All of lore.kernel.org
 help / color / mirror / Atom feed
From: Eric Wheeler <kvm@lists.ewheeler.net>
To: Sean Christopherson <seanjc@google.com>
Cc: Amaan Cheval <amaan.cheval@gmail.com>,
	brak@gameservers.com, kvm@vger.kernel.org
Subject: Re: Deadlock due to EPT_VIOLATION
Date: Wed, 9 Aug 2023 18:27:56 -0700 (PDT)	[thread overview]
Message-ID: <e1d2a8c-ff48-bc69-693-9fe75138632b@ewheeler.net> (raw)
In-Reply-To: <e21d306a-bed6-36e1-be99-7cdab6b36d11@ewheeler.net>

On Wed, 9 Aug 2023, Eric Wheeler wrote:
> On Tue, 8 Aug 2023, Sean Christopherson wrote:
> > On Tue, Aug 08, 2023, Amaan Cheval wrote:
> > > Hey Sean,
> > > 
> > > > If NUMA balancing is going nuclear and constantly zapping PTEs, the resulting
> > > > mmu_notifier events could theoretically stall a vCPU indefinitely.  The reason I
> > > > dislike NUMA balancing is that it's all too easy to end up with subtle bugs
> > > > and/or misconfigured setups where the NUMA balancing logic zaps PTEs/SPTEs without
> > > > actuablly being able to move the page in the end, i.e. it's (IMO) too easy for
> > > > NUMA balancing to get false positives when determining whether or not to try and
> > > > migrate a page.
> > > 
> > > What are some situations where it might not be able to move the page in the end?
> > 
> > There's a pretty big list, see the "failure" paths of do_numa_page() and
> > migrate_misplaced_page().
> > 
> > > > That said, it's definitely very unexpected that NUMA balancing would be zapping
> > > > SPTEs to the point where a vCPU can't make forward progress.   It's theoretically
> > > > possible that that's what's happening, but quite unlikely, especially since it
> > > > sounds like you're seeing issues even with NUMA balancing disabled.

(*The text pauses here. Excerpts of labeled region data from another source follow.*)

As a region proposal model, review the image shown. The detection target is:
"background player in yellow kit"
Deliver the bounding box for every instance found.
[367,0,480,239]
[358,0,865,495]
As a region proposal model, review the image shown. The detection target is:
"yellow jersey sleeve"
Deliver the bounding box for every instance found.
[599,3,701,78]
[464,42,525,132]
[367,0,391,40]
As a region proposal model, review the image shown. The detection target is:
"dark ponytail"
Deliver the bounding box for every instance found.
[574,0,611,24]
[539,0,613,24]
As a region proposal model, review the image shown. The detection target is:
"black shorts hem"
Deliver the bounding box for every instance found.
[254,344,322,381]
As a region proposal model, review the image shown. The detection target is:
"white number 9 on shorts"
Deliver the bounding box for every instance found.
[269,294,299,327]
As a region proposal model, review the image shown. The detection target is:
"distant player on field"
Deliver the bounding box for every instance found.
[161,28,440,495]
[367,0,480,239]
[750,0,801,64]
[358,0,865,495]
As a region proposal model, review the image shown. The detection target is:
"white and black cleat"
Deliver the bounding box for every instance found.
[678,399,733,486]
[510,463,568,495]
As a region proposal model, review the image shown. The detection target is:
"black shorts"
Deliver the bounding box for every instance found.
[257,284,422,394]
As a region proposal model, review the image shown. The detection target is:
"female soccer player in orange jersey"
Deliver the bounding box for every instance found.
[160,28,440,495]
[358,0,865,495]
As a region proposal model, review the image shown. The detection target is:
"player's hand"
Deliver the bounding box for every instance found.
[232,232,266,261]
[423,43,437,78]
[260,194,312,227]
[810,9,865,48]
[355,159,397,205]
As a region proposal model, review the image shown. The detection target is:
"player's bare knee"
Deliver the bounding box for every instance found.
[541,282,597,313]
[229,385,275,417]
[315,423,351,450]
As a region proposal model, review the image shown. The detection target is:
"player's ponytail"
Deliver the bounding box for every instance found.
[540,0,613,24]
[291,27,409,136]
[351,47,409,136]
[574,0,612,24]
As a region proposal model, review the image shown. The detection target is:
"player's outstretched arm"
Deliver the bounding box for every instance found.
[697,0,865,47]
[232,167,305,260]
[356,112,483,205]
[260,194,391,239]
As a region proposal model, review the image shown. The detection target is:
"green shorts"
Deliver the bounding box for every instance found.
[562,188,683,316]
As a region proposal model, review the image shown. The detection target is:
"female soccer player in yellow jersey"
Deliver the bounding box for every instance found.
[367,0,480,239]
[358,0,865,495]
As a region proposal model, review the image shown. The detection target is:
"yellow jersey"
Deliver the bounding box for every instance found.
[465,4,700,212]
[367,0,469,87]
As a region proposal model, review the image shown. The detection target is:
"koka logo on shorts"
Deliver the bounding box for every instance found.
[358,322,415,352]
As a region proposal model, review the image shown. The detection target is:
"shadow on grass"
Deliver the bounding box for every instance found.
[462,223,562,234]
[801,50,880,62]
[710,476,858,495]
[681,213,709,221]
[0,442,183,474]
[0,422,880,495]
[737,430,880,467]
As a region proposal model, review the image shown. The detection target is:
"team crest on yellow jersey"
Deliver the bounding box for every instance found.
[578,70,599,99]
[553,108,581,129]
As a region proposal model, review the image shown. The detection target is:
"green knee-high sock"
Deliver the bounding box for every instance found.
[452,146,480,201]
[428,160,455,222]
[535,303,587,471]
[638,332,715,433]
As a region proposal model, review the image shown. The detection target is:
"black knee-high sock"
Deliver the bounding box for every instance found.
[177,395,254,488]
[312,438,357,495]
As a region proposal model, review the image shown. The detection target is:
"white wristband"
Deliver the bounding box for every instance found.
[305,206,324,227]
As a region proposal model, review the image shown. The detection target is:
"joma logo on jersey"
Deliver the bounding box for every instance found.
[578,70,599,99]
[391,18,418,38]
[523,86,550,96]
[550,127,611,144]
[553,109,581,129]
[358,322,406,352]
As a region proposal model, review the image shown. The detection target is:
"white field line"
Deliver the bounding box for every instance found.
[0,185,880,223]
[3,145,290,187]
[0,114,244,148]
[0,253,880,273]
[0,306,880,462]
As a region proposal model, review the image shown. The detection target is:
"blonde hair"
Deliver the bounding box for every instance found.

Brak indicated that they've seen this as early as v5.19.  IIRC, Hunter
said that v5.15 is working fine, so I went through the >v5.15 and <v5.19
commit logs for KVM that appear to be related to EPT. Of course if the
problem is outside of KVM, then this is moot, but maybe these are worth
a second look.

Sean, could any of these commits cause or hint at the problem?


  54275f74c KVM: x86/mmu: Don't attempt fast page fault just because EPT is in use
	- this mentions !PRESENT related to faulting out of mmu_lock.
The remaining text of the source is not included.